Chińscy giganci hotelowi ignorują Tajlandię – czy istnieje ryzyko kryzysu turystycznego?
Dwie duże sieci hotelowe rozwijają się w Azji Południowo-Wschodniej, gdy Tajlandia zmaga się ze spadkiem liczby chińskich turystów.

Chińscy giganci hotelowi ignorują Tajlandię – czy istnieje ryzyko kryzysu turystycznego?
W tajskiej branży turystycznej krąży wiele plotek: podczas gdy 31 października 2025 r. rozchodzą się wieści o otwarciu nowych hoteli w Azji Południowo-Wschodniej, Tajlandia pozostaje wykluczona z planów ekspansji głównych chińskich sieci hotelowych. Głośny LINIA Dzisiaj Grupy hotelowe Jin Jiang International i H World International mają wielkie plany otwarcia ponad 100 nowych lokalizacji w takich krajach jak Malezja, Wietnam i Kambodża. Ale Tajlandii nie ma na liście. Decyzja ta może jeszcze bardziej zagrozić i tak już kruchej ożywieniu turystyki w królestwie, szczególnie w przypadku chińskich turystów, którzy tradycyjnie stanowią ważną grupę gości.
Sytuacja nie staje się łatwiejsza: w 2025 r. Tajlandia odnotuje 5-procentowy spadek liczby przyjazdów międzynarodowych. Z tego wynika, że Świat podróży i wycieczek. Główną przyczyną tego spadku są chińscy turyści, których liczba według prognoz spadnie z ponad 11 mln odwiedzających w 2019 r. do mniej niż 5 mln w przyszłym roku. Na tę sytuację wpływają różne czynniki, w tym zmiany gospodarcze i rosnąca konkurencja ze strony krajów sąsiadujących.

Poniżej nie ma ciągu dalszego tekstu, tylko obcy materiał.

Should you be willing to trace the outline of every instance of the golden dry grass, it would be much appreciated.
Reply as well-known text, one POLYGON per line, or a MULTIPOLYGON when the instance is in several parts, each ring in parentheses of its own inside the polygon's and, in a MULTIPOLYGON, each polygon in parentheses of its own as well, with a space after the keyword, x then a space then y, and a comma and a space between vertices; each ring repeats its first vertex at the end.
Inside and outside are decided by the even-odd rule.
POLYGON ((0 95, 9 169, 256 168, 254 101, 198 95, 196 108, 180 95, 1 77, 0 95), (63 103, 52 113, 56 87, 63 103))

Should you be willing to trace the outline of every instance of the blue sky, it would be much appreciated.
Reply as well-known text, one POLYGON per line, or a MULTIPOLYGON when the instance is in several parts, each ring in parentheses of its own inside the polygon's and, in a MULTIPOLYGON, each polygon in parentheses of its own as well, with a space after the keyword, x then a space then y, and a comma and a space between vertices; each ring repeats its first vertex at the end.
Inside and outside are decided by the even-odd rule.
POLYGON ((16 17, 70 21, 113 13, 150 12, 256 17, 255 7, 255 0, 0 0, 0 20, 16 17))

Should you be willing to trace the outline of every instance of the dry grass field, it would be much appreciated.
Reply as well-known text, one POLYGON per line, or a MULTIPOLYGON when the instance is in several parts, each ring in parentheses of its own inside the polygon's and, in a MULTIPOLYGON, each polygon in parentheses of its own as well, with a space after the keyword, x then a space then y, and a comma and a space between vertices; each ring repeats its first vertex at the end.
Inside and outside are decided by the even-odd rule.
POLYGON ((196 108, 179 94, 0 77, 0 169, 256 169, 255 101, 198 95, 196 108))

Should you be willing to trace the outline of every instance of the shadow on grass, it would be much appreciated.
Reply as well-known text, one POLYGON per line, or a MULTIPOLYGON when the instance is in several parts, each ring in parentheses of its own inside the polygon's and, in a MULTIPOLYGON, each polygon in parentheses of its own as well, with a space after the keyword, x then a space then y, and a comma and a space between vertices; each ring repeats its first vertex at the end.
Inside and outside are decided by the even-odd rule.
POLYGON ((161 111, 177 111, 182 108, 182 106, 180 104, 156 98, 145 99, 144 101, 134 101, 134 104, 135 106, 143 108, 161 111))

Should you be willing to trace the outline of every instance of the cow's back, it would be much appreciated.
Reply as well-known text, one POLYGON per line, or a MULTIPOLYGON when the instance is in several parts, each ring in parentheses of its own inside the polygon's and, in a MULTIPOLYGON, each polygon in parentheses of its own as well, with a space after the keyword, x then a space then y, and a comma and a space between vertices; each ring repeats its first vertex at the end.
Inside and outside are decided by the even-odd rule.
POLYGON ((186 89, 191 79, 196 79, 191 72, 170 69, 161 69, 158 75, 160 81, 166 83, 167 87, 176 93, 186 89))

Brak Tajlandii w planach ekspansji
Niepokojąca jest nieobecność Tajlandii w strategiach największych sieci hotelowych. Jin Jiang International, największa firma zarządzająca hotelami w Chinach, posiadająca ponad 13 500 hoteli, ostatnio – jak LINIA Dzisiaj poinformował – podpisał kontrakt, który przewiduje otwarcie 180 hoteli w kilku krajach do 2030 roku. Ji Hong, dyrektor ds. strategii H World, dał jasno do zrozumienia, że Azja Południowo-Wschodnia jest postrzegana jako ekscytujący rynek, ale nie przekłada się to na uwzględnienie Tajlandii w planach ekspansji.
W związku z planowanymi inwestycjami sieci hotelowe chcą mniej błyszczeć tajskimi lokalizacjami, a bardziej budżetem na luksusowe hotele w regionie. Szczególnie niepokojące jest to, że w 2024 r., kiedy to do krajów ASEAN przybędzie 20,4 mln chińskich turystów, do Tajlandii może przyjechać mniej chińskich turystów.
Aktualne wyzwania i możliwe rozwiązania
Pomimo tych wyzwań rząd Tajlandii zareagował jak zwykle i podjął działania mające na celu wsparcie branży. Obowiązująca dla turystyki opłata „Kha Yeap Pan Din” została przesunięta na połowę 2026 roku. Uruchomiono także program dotacji w wysokości 350 000 THB na lot czarterowy i zawarto nowe umowy z biurami podróży, aby sprowadzić do Tajlandii około 150 000 Chińczyków.
Prognozy dają pewną nadzieję: eksperci są optymistami, że do końca 2026 r. liczba chińskich turystów może powrócić do 70–80% poziomu sprzed pandemii. Do tego czasu Tajlandia stoi przed wyzwaniem zwiększenia atrakcyjności dla innych rynków i ciągłego doskonalenia doświadczeń turystycznych.
W tym burzliwym czasie niezwykle ważne będzie utrzymanie pozytywnego wizerunku i przełamanie barier dla podróżujących. Czas pokaże, jak planowane zmiany, zarówno podejmowane przez sieci hotelowe, jak i działania rządu, wpłyną ostatecznie na turystykę tajską. Pewne jest jednak, że Tajlandia będzie musiała dołożyć wszelkich starań, aby nie pozostać w tyle za konkurującymi sąsiadami.